Cyclic GAN Model to Classify Breast Cancer Data for Pathological Healthcare Task

Abstract

An algorithm framework based on CycleGAN and an upgraded dual-path network (DPN) is suggested to address the difficulties of uneven staining in pathological pictures and difficulty of discriminating benign from malignant cells. CycleGAN is used for color normalization in pathological pictures to tackle the problem of uneven staining. However, the resultant detection model is ineffective. By overlapping the images, the DPN uses the addition of small convolution, deconvolution, and attention mechanisms to enhance the model's ability to classify the texture features of pathological images on the BreaKHis dataset. The parameters that are taken into consideration for measuring the accuracy of the proposed model are false-positive rate, false-negative rate, recall, precision, and F1 score.
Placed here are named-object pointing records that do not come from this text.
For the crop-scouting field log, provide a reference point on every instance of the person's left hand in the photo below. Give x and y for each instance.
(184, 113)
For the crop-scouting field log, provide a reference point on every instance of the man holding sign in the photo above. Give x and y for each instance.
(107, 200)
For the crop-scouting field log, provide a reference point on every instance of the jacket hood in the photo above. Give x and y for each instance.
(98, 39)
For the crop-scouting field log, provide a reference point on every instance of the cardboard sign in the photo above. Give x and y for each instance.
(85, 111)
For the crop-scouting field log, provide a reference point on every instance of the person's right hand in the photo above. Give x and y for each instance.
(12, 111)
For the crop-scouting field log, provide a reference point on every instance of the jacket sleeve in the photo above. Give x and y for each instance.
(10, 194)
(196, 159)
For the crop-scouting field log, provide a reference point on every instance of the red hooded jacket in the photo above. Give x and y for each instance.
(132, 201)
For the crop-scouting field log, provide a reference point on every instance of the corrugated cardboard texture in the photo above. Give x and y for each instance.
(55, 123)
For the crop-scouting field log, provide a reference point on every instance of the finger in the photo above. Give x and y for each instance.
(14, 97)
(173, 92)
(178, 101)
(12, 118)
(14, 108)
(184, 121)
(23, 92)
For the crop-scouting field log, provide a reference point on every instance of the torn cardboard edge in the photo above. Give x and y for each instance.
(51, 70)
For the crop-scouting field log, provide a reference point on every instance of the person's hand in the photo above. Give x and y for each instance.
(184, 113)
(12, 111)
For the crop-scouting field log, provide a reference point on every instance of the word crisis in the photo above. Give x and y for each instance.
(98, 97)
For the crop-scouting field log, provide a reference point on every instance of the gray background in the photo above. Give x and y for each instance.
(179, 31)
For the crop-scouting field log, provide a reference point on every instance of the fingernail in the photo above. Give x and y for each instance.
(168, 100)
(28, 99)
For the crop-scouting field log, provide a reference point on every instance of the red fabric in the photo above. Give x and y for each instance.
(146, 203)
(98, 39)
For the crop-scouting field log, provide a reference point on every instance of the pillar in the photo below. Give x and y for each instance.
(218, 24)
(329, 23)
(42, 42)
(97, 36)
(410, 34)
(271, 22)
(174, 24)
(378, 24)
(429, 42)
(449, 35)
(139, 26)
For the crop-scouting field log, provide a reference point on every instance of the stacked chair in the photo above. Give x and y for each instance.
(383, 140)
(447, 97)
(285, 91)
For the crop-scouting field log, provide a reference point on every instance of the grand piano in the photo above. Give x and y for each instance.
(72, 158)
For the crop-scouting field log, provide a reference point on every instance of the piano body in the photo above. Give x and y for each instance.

Several experiments are carried out over the selected parameters, such as making comparisons between benign and malignant classification accuracy under different normalization methods, comparison of accuracy of image level and patient level using different CNN models, correlating the correctness of DPN68-A network with different deep learning models and other classification algorithms at all magnifications. The results thus obtained have proved that the proposed model DPN68-A network can effectively classify the benign and malignant breast cancer pathological images at various magnifications. The proposed model also is able to better assist the pathologists in diagnosing the patients by synthesizing the images of different magnifications in the clinical stage.